I've struggled with the RWeka package, specifically with the NGramTokenizer function to make bigrams. From scouring the internet, I've seen one or two other users with the same issue but no solution (that works for me).
Below is an example: 2-gram and 3-gram instead of 1-gram using RWeka
So running:
library(RWeka)
library(tm)
as.matrix(TermDocumentMatrix(Corpus(VectorSource(c(txt1 = "This is my house",
txt2 = "My house is green"))),
list(tokenize = function(x) NGramTokenizer(x,
Weka_control(min=2,
max=2)),
tolower = TRUE)))
I get:
Docs
Terms txt1 txt2
house 1 1
this 1 0
green 0 1
- Note no bigrams, just unigrams (house, this, green).

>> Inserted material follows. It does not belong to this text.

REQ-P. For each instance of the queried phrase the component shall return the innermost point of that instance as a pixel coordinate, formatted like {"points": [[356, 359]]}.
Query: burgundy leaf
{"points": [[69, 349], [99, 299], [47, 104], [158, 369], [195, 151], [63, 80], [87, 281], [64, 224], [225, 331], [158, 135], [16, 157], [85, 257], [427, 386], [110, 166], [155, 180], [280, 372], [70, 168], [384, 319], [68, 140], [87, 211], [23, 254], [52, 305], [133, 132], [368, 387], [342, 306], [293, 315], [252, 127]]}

I've tried it on a volatile corpus with the tokenizer function split out as well as how I learnt from a DataCamp course, but get the below issue instead.
Error in .jcall("RWekaInterfaces", "[S", "tokenize", .jcast(tokenizer,
: java.lang.NullPointerException Called from: .jcheck()
There were other work around solutions I saw on the internet that ran fine, but still resulted in unigrams like above.
Running Java 1.8 and R 3.4.3 both 64bit on a 64bit Windows OS.
I tried installing older versions of RWeka, but on trying an old install of tm, it came up with errors, so I couldn't make that work for me (used versions referenced by LukeA in the SO thread linked at the start of this question).